Kunsthaus Baselland

Lydia Gifford

02 Feb - 31 Mar 2013

© Lydia Gifford
Exhibition view Kunsthaus Baselland, 2013
LYDIA GIFFORD
Siding
2 February - 31 March 2013

The Kunsthaus Baselland is pleased to present the first institutional exhibition of the young British artist Lydia Gifford in Switzerland. Lydia Gifford (born 1979, lives and works in London) studied at the Royal College of Art and at the Chelsea School of Art and Design. She was already seen in Switzerland in a group exhibition at the Galerie BolteLang in Zurich and drew attention by her outstanding contribution to the Art Statements 2011. In 2012 her works were seen, inter alia, at the exhibition Minimal Myth in the Museum Boijmans in Rotterdam, at a solo exhibition at the David Roberts Art Foundation in London and at the Biennale of Contemporary Art in Rennes.

Painting processes and dealing with the opportunities to overcome limitations of the media, as well as physical and spatial considerations are the core issues in Gifford’s work. Her paintings interact with the sculptural territory and rise above a specified limit both formally and spatially. The last step in the creation is usually undertaken by the artist on site by directly painting individual positions of the images on the wall.

The artist conceived entirely new works for the exhibition at Kunsthaus Baselland. Siding, which is the title of the exhibition, gives a first indication of the conception of the newly created work. The term refers to architectural panelling or cladding and means various spatial elements that stand out from the usual architectural setting or represent a disruption in the traditional architectural structures. For the 40m long wall at the Kunsthaus Baselland, the artist “clothed” the different, found and mostly uneven boards with countless layers of specially produced and mixed paints. These differently structured units solidified with paint form the starting point for a wall composition, which creates a specific rhythmisation of the wall and the room by overlapping and/or continued individual items and spaces interposed in between. The elements on the wall are read together and interpreted, for example, as floating, falling or rising signs, as repetitions, interruptions or polyphonic characters that come together or drift apart. Lydia Gifford refers to the infinite possibilities of the overall concept, which she ultimately decides with the movement sequences on site and according to space constraints, and which can be envisaged in advance in the studio only in principle. The work is reminiscent of Robert Morris’ “Untitled (Scatter Piece)” of 1968/69, which combined the 200 elements made of various materials differently in each exhibition. While Morris made his decisions based on external, random aids (e.g. coin tossing), Gifford acts according to visual, physical and spatially influenced decisions. In the process not only the individually painted elements fit in with the body size of the artist – the boards are not much longer than her arms – their placement in space is also determined by elements of movement and physical references.

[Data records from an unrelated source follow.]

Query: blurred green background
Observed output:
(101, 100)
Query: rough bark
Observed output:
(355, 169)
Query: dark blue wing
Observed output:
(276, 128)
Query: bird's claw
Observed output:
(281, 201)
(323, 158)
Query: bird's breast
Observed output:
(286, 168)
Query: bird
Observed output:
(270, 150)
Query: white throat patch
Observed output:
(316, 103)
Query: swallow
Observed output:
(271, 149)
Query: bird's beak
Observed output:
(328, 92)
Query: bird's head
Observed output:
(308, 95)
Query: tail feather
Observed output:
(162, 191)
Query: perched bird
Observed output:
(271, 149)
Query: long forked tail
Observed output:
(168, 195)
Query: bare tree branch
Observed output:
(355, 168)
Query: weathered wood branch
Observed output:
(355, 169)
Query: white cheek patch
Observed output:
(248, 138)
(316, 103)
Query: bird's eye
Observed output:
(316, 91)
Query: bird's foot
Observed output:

In the same way, the pictures designed for the other rooms get their characteristic form by the respective work process. Lydia Gifford literally wraps the stretched frame with a large cotton cloth, whose corners she generously tucks and secures. The layers of an oil and chalk mixture in predominantly subtle colours penetrate the colour base and form plastic compounds with it. The surfaces are characterised by the different structures of the work process; time and again, a single pigment particle of the paint mixture penetrates to the surface and leaves the trace of a different colour during the spreading. The front and back sides of the pictures are often playfully developed until one of the two sides dominates, or the work in its final placement is arranged in such a way that it can be viewed from both sides. Even if only one side is presented, the visible is determined by what that lies behind. The recollection of that which is hidden behind determines the effect of the visible.

Some picture arrangements consist of several parts, which are assembled together and presented. Their shapes are not defined a priori as a conceptual starting point, but explored in the process of emergence. Even in these wall compositions, the empty spaces emerging in between are important insofar as they also influence the reading of the picture as a whole.

Gifford’s works are paintings that emerge through the confrontation between the surface of the image carrier and a form, which tries to overcome that surface in the work process. Thus, a corner can be broken off and re-formed. The artist balances the characteristics of painting and sculpture and thus gives the works their own separate and unique language.